Beckett came out pumping fastballs in the first inning that touched 97 miles per hour, an unpleasant experience for any Royal batter who made anything less than solid contact. But while he struggled with his command, he remained committed to working on his offspeed pitches, particularly his curveball.
At times, he said, the cold affected his grip. "I threw sinkers that almost slipped out, almost like a dry spitter. Tek [Jason Varitek] was catching those balls, but some of 'em he didn't even know where they were going."
Beckett threw more pitches than he would have liked -- 94 in his five innings -- and was not happy about walking the first batter he faced, David DeJesus, after being staked to a 3-0 lead in the top of the first. But DeJesus was quickly erased on a double play started by Lowell, which made Mark Teahen's subsequent bloop double a mere irritant.
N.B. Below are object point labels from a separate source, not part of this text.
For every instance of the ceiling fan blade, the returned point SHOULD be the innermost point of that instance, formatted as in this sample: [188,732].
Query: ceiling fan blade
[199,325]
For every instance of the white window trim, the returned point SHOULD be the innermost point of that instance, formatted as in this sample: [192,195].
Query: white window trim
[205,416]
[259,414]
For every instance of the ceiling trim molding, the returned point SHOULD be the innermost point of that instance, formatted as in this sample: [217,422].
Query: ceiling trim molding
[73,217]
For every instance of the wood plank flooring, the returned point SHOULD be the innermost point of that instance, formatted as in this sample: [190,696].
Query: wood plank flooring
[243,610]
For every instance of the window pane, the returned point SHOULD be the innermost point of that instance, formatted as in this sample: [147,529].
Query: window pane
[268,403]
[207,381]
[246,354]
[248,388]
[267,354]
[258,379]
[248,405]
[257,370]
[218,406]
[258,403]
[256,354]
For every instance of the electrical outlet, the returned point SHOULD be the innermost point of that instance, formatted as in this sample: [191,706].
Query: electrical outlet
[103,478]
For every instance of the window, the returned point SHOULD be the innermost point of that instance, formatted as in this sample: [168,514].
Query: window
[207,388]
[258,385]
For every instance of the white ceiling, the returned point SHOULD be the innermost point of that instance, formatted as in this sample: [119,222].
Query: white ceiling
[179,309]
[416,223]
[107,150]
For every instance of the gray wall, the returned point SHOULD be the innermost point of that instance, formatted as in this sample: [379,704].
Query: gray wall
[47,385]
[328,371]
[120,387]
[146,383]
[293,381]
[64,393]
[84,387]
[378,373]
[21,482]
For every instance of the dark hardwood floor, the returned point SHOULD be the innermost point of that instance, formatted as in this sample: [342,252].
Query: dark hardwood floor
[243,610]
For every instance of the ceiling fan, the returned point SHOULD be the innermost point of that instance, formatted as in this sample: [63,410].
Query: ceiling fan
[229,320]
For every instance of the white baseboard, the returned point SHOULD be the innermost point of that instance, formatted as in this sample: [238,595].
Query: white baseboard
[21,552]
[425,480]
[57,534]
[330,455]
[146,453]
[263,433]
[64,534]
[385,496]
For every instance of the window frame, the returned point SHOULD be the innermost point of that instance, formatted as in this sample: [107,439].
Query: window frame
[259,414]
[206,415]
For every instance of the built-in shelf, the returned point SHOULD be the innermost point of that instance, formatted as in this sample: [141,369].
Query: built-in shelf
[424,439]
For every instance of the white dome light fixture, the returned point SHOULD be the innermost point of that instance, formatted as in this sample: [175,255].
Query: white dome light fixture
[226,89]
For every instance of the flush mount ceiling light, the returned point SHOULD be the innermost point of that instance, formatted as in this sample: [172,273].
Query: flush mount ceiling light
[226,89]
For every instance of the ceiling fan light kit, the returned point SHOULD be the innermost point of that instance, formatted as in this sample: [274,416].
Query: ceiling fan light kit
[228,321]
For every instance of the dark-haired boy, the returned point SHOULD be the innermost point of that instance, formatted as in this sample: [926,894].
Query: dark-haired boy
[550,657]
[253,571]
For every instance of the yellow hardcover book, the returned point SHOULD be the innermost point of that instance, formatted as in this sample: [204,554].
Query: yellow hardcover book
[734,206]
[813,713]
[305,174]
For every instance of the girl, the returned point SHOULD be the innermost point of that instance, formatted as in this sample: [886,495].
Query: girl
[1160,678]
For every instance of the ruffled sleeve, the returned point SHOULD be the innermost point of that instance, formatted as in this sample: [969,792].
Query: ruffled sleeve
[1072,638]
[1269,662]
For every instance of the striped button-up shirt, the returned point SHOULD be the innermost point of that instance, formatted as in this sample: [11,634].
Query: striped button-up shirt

Lowell committed two errors in one inning for only the second time in his career to give the Royals a chance to climb back into the game. But Beckett picked up Lowell by whiffing Teahen on a called third strike for the second out, then benefited from a big catch by Drew, who tracked down Mike Sweeney's liner toward the gap in right.
"Sometimes the first one's the hardest to get," Beckett said. "Hopefully, we can keep it rolling, score some runs for Dice-K, and take some pressure off him.
"J.D. got an unbelievable jump on that ball. When I looked back, I thought, 'He's got a chance to catch that ball,' and he did. It was one of those deals I wanted to pick up Mike Lowell bad. He's picked me up so many times."
The Sox, who ended a string of six consecutive losses in Kauffman Stadium, scored three runs with two outs in the first off Odalis Perez to seize the advantage. David Ortiz drew a four-pitch walk and Manny Ramírez followed with a line single to left, his first hit of '07. Drew followed by hitting a sharp liner past first baseman Gload into the right-field corner, scoring Ortiz. Lowell then lined a ball that landed just inside the left-field line and rolled into the corner for a double, Ramírez and Drew scoring.
Perez subsequently set down nine in a row until Varitek's single with two outs in the fourth. He departed in the sixth after Ramírez walked and Drew grounded a single into right for his second hit of the night. Reliever Joakim Soria walked Lowell to load the bases and Varitek's deep fly to right brought home Ramírez with Boston's fourth run.
After a walk and sacrifice by Julio Lugo in the seventh, Youkilis crushed a pitch over the left-field fence for a two-run home run, his first of the season, which came off Kansas City's third pitcher, Todd Wellemeyer.
After Lopez gave up Gload's two-out single in the sixth, Snyder, Romero, and Pineiro set down nine Royals in order until Lowell's third error, then Pineiro got Tony Pena on a tapper to end it.
"No matter where you came from, you want to establish confidence, and you want to establish the manager's confidence in you," Snyder said. "From an objective perspective, I think our bullpen is fantastic. Some people may not think that, I can see us doing a lot of really good things. Granted, it's just the second game of the season, but I think we have a lot of talent, and hopefully that will turn into production."